Added by Erik West on October 27, 2012
As hurricane Sandy slowly moves at about 14 km/h (9 mph) from 570 km (917 miles) southeast of Charleston, NC, USA, residents in the US and Canada on Saturday prepared for the storm’s arrival – expected within days, based on current forecasts.
The current forecast track indicates the centre of the storm, which will be a tropical storm, will arrive in New York at about 12:00 GMT/UTC on Tuesday, where it will remain until Wednesday and move north over Canada through Thursday. The storm’s wind radius, the area that is affected by the storm’s wind, is very wide prompting officials in New York and states to its south to prepare for the storm ahead of its arrival.
The storm was reduced to a tropical storm early Saturday, yet was upgraded again to hurricane status after wind speeds increased at about 12:00 GMT/UTC. Several states along the southeast coastlines of the US declared a state of emergency and are under a flood watches with residents preparing for the storm’s landfall.
At an elevation of just 10m (33ft) above sea level, New York city with a dense population of over 8m is considered to be low-laying area. As a result, local officials are preparing plans to deal with flooding and are deliberating whether to close the city’s subway service (underground train network).
Hurricane Sandy is currently moving toward the NNE at about 14 km/h (9 mph) and winds reported at 120 km/h (75 mph), with gusts up to 150 km/h (90 mph). The storm is currently located (as of Saturday at 15:00 GMT/UTC) about 570 km (917 miles) southeast of Charleston, NC, USA.
In the Caribbean at least 43 people are dead in the aftermath of hurricane Sandy, with the most deaths – 26 – reported by Haiti. Some deaths were confirmed not to be a direct result of the storm – officials in the area say the death toll could rise as hillsides and remnants of houses are searched in the coming days. Haiti continues to experience flooding, displacing over 17,000 people who had already moved to temporary shelters.
The storm is estimated to have caused the collapse of 5,000 Haitian homes, and caused about 30,000 homes to deteriorate into unliveable condition as the result of losing their roofs. Crops including Banana, sugar, and coffee were damaged as well.
The Dominican Republic reported the destruction of many bridges, resulting in about 130 communities being cut-off from assistance.

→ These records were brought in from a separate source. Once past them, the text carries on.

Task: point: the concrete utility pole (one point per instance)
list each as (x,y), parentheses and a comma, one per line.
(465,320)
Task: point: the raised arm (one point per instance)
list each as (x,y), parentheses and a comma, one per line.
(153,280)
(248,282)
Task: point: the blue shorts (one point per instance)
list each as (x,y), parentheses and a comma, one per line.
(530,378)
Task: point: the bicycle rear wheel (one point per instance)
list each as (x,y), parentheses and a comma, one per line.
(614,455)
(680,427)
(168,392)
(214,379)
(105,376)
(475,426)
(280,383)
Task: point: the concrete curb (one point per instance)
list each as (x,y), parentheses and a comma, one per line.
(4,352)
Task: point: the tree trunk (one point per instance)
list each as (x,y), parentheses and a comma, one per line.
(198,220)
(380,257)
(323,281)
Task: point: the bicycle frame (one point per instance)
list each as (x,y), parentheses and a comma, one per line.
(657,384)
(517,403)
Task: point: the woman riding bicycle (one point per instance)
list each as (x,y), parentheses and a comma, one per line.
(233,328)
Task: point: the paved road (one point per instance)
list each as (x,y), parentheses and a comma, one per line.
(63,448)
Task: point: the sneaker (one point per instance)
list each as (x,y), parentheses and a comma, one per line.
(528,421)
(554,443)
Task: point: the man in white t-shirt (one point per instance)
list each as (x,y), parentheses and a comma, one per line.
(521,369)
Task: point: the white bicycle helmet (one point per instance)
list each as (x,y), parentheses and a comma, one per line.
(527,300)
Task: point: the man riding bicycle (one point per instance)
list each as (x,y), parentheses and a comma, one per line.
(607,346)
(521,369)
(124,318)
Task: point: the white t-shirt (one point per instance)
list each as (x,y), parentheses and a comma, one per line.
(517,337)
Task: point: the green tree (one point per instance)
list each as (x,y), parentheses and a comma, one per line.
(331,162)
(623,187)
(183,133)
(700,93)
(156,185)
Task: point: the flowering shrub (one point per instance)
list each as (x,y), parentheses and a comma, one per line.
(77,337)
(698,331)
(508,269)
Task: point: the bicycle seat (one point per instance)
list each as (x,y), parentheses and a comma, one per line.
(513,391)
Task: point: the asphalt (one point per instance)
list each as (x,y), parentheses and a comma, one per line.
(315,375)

About 18,000 were evacuated.
Hurricane Grace in 1991 was dubbed ‘The Perfect Storm’ when a cold front absorbed the remnants of the hurricane after it had been downgraded to a low pressure system. The storm re-emerged as a category one hurricane on November 2 and resulted in the sinking of several vessels, including the famous Andrea Gail which was featured in the year 2000 film ‘Perfect Storm’. The storm caused widespread power outages, leaving over 20,000 people without power. The storm caused about US$325m (or USD$200m in 1991) in damage.
Preparations for a hurricane, as recommended by the US National Hurricane Center, include informing yourself about storm conditions and assessing risk, planning exit routes and becoming familiar with local emergency plans, and creating and maintaining a basic disaster supply kit, that includes water, food, first aid kits, flashlights, battery power radio, whistle, tools, maps, cell phone chargers, prescription drugs, coats, glasses, and other items. The US National Hurricane Center recommends keeping on hand about two weeks of supplies depending on the level of risk in the area.
Power outages are common during natural events like storms – cell phones’ batteries can run out and cell phone networks may become unavailable during a power outage. Regular, wired phones, that are not VoIP phones, usually continue to work during outages because very little electricity is needed to power them, plus local phone companies’ telephone exchanges are powered by batteries and backup generators which keep the phones working.
The fifth-costliest US hurricane, hurricane Irene in 2011, lifted the US economy by 2.5% in October 2011. Economists initially thought the US economy was improving yet found later that the increase in economic activity was a result of preparations for and recovery from the hurricane.